The Guidance also addresses a number of other laws, and further addresses certain reputation and operational risks as well.

In addition to covering various risk areas, the Guidance also sets forth compliance risk management expectations for social media. Components of a risk management program should generally include: a) a governance structure with clear roles and responsibilities whereby the board of directors or senior management direct how using social media contributes to the strategic goals of the institution and establishes controls and ongoing assessment of risk in social media activities; b) policies and procedures regarding the use and monitoring of social media and compliance with consumer protection laws and Guidance; c) a due diligence process for selecting and managing third-party service provider relationships in connection with social media; d) an employee training program that incorporates the institution’s policies and procedures for official, work-related use of social media, and defining impermissible activities; e) an oversight process for monitoring information posted to social media sites administered by the financial institution or a contracted third party; f) audit and compliance functions to ensure ongoing compliance with policies, applicable laws, and Guidance; and g) parameters for providing appropriate reporting to the financial institution’s board of directors or senior management that enable periodic evaluation of the social media program and whether the program is achieving its stated objectives.
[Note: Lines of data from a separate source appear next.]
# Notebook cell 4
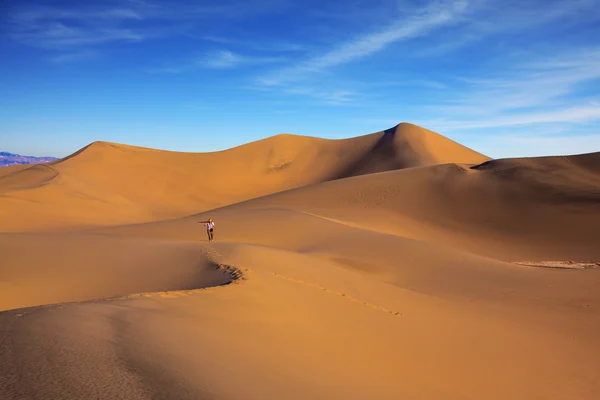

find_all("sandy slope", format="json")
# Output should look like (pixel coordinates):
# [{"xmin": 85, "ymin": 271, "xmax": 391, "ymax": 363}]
[
  {"xmin": 0, "ymin": 123, "xmax": 488, "ymax": 231},
  {"xmin": 0, "ymin": 123, "xmax": 600, "ymax": 399}
]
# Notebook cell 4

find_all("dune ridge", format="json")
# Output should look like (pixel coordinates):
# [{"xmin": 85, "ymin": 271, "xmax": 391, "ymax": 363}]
[
  {"xmin": 0, "ymin": 124, "xmax": 600, "ymax": 400},
  {"xmin": 0, "ymin": 123, "xmax": 488, "ymax": 231}
]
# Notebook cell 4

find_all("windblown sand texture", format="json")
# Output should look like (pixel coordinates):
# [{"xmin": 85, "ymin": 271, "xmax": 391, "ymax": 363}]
[{"xmin": 0, "ymin": 123, "xmax": 600, "ymax": 400}]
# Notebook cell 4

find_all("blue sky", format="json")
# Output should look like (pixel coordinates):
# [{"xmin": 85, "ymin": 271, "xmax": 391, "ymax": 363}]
[{"xmin": 0, "ymin": 0, "xmax": 600, "ymax": 158}]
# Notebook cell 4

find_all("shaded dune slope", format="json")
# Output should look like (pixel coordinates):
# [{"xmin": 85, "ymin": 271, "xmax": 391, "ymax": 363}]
[
  {"xmin": 132, "ymin": 153, "xmax": 600, "ymax": 261},
  {"xmin": 0, "ymin": 123, "xmax": 487, "ymax": 231},
  {"xmin": 0, "ymin": 125, "xmax": 600, "ymax": 400},
  {"xmin": 0, "ymin": 233, "xmax": 236, "ymax": 310}
]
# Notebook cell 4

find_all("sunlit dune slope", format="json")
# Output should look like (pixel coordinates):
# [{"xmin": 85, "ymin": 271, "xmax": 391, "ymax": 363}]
[
  {"xmin": 0, "ymin": 123, "xmax": 488, "ymax": 231},
  {"xmin": 120, "ymin": 153, "xmax": 600, "ymax": 261}
]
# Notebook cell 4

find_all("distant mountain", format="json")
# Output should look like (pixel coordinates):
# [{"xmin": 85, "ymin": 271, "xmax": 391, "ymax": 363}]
[{"xmin": 0, "ymin": 151, "xmax": 58, "ymax": 167}]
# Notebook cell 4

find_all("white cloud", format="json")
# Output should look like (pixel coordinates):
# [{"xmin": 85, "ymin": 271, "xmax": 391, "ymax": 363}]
[
  {"xmin": 198, "ymin": 50, "xmax": 283, "ymax": 68},
  {"xmin": 50, "ymin": 50, "xmax": 98, "ymax": 64},
  {"xmin": 259, "ymin": 0, "xmax": 468, "ymax": 85}
]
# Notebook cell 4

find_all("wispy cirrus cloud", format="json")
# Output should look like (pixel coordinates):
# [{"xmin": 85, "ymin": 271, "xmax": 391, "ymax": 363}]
[
  {"xmin": 259, "ymin": 0, "xmax": 469, "ymax": 85},
  {"xmin": 197, "ymin": 50, "xmax": 284, "ymax": 68},
  {"xmin": 412, "ymin": 48, "xmax": 600, "ymax": 136},
  {"xmin": 4, "ymin": 0, "xmax": 287, "ymax": 50},
  {"xmin": 151, "ymin": 50, "xmax": 285, "ymax": 73},
  {"xmin": 50, "ymin": 50, "xmax": 98, "ymax": 64}
]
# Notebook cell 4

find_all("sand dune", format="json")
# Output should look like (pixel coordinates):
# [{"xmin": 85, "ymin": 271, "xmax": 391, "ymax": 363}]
[
  {"xmin": 0, "ymin": 124, "xmax": 600, "ymax": 400},
  {"xmin": 0, "ymin": 123, "xmax": 487, "ymax": 231}
]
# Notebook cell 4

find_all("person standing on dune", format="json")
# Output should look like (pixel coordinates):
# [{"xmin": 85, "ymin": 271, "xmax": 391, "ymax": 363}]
[{"xmin": 199, "ymin": 218, "xmax": 215, "ymax": 242}]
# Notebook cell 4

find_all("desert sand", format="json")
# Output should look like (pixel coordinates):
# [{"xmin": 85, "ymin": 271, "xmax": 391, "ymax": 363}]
[{"xmin": 0, "ymin": 123, "xmax": 600, "ymax": 400}]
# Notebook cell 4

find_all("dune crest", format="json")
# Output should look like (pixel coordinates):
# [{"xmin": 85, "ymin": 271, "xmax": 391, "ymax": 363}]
[
  {"xmin": 0, "ymin": 123, "xmax": 488, "ymax": 231},
  {"xmin": 0, "ymin": 124, "xmax": 600, "ymax": 400}
]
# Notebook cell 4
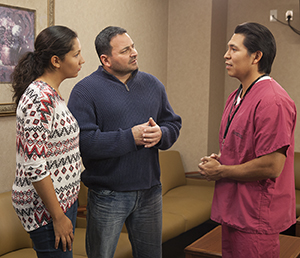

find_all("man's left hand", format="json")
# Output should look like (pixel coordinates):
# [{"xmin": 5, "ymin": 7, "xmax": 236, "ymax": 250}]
[{"xmin": 143, "ymin": 117, "xmax": 162, "ymax": 148}]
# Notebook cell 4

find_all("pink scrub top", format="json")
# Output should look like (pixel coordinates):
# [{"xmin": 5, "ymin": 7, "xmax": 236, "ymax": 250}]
[{"xmin": 211, "ymin": 76, "xmax": 297, "ymax": 234}]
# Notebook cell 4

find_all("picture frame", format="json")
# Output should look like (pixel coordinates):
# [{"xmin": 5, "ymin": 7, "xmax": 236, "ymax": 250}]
[
  {"xmin": 0, "ymin": 4, "xmax": 35, "ymax": 83},
  {"xmin": 0, "ymin": 0, "xmax": 55, "ymax": 117}
]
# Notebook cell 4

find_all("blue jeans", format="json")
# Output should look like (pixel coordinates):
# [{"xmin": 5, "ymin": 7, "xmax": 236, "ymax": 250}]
[
  {"xmin": 29, "ymin": 201, "xmax": 78, "ymax": 258},
  {"xmin": 86, "ymin": 185, "xmax": 162, "ymax": 258}
]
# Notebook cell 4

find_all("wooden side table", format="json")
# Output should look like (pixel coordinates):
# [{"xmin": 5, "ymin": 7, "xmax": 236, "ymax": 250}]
[{"xmin": 184, "ymin": 226, "xmax": 300, "ymax": 258}]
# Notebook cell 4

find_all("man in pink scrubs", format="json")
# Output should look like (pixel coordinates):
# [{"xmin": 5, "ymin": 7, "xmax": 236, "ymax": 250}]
[{"xmin": 198, "ymin": 23, "xmax": 296, "ymax": 258}]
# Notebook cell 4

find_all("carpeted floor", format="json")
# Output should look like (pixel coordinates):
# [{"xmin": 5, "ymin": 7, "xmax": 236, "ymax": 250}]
[
  {"xmin": 162, "ymin": 220, "xmax": 295, "ymax": 258},
  {"xmin": 162, "ymin": 220, "xmax": 219, "ymax": 258}
]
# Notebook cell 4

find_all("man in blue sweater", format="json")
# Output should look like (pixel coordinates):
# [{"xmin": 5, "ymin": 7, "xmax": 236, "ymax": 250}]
[{"xmin": 69, "ymin": 26, "xmax": 181, "ymax": 258}]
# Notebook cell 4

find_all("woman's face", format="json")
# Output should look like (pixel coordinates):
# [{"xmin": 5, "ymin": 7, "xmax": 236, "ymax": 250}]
[{"xmin": 60, "ymin": 38, "xmax": 85, "ymax": 78}]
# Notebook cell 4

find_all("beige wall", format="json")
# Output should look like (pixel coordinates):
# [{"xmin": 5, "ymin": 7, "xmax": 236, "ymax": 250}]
[
  {"xmin": 224, "ymin": 0, "xmax": 300, "ymax": 149},
  {"xmin": 0, "ymin": 0, "xmax": 300, "ymax": 192}
]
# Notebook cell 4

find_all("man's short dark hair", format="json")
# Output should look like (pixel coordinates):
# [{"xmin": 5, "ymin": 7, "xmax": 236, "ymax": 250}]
[
  {"xmin": 234, "ymin": 22, "xmax": 276, "ymax": 74},
  {"xmin": 95, "ymin": 26, "xmax": 127, "ymax": 62}
]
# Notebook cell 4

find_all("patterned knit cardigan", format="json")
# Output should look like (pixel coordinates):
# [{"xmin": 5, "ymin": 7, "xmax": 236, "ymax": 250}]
[{"xmin": 12, "ymin": 81, "xmax": 81, "ymax": 231}]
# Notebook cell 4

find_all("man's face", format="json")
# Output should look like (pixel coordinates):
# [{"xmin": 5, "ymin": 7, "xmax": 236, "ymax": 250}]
[
  {"xmin": 107, "ymin": 33, "xmax": 138, "ymax": 77},
  {"xmin": 224, "ymin": 34, "xmax": 255, "ymax": 82}
]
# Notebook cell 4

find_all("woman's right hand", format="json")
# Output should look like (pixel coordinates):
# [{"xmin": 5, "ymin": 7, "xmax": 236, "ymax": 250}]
[{"xmin": 53, "ymin": 213, "xmax": 74, "ymax": 252}]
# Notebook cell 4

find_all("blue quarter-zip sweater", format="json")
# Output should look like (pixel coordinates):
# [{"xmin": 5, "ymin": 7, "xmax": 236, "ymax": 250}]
[{"xmin": 68, "ymin": 66, "xmax": 181, "ymax": 191}]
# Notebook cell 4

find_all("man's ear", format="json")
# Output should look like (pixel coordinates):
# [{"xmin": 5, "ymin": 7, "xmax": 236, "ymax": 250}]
[
  {"xmin": 100, "ymin": 54, "xmax": 110, "ymax": 67},
  {"xmin": 50, "ymin": 55, "xmax": 60, "ymax": 68},
  {"xmin": 253, "ymin": 51, "xmax": 264, "ymax": 64}
]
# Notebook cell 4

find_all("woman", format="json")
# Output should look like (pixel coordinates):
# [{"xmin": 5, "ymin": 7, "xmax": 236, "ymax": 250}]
[{"xmin": 12, "ymin": 26, "xmax": 84, "ymax": 258}]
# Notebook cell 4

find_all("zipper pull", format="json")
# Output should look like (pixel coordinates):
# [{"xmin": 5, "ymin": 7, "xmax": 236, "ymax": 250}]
[
  {"xmin": 124, "ymin": 83, "xmax": 129, "ymax": 91},
  {"xmin": 221, "ymin": 138, "xmax": 225, "ymax": 151}
]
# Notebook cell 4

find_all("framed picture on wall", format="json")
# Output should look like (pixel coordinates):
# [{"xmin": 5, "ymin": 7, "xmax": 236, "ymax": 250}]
[{"xmin": 0, "ymin": 4, "xmax": 35, "ymax": 83}]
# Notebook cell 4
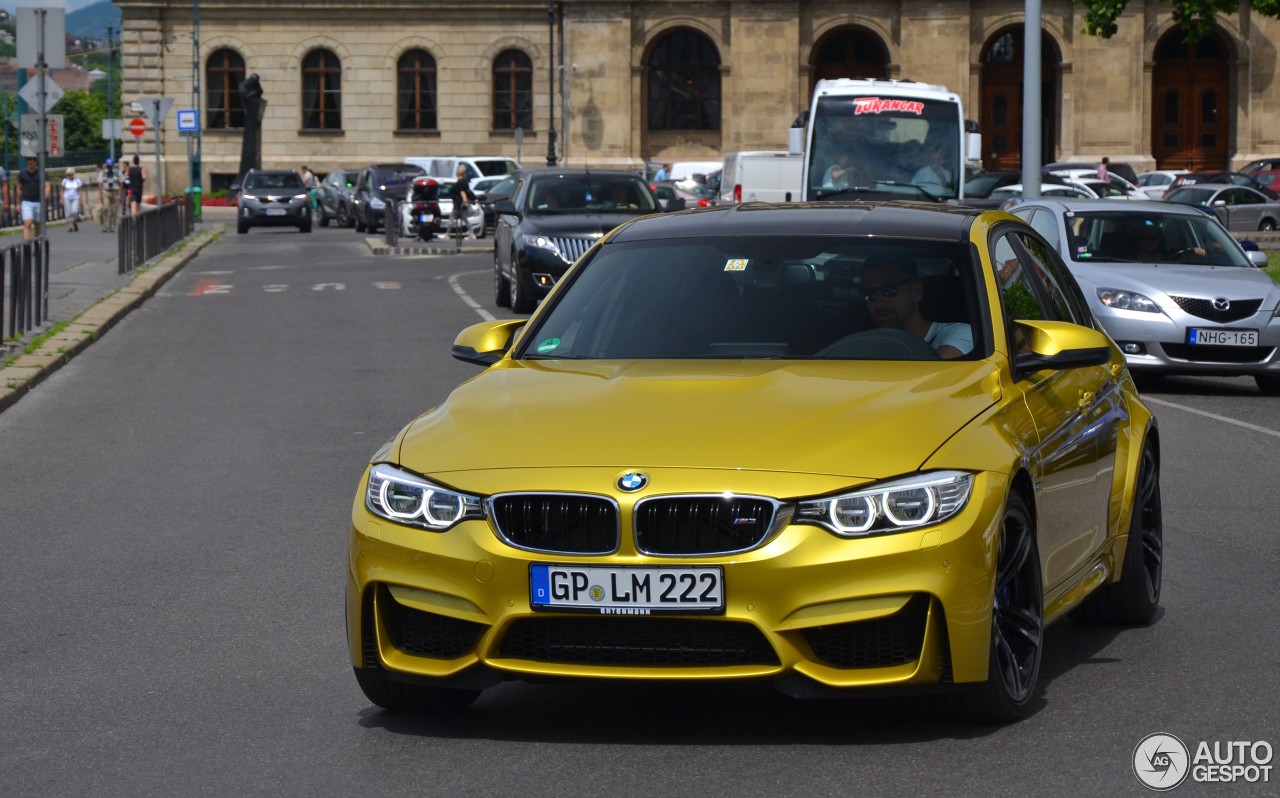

To summarize, you should be aware of the risks set forth in the Guidance, and ensure that you are taking steps to manage those risks. You don’t want to get left behind.

And finally (no pun intended), the Guidance is not yet “final.” So when will it be finished? Although the agencies comprising the FFIEC will issue it as supervisory guidance to the institutions they supervise upon completion and after consideration of comments received from the public (comments must be received on or before March 25, 2013), guidance and regulation will continue to evolve as social media continues to evolve. As “Mark Zuckerberg” points out in The Social Network: “It won’t be finished…I’m talking about the idea of it. And I’m saying that it’s never finished.”

You may obtain and review the Guidance, which is located at the following web address: www.ffiec.gov/press/pr012213.htm.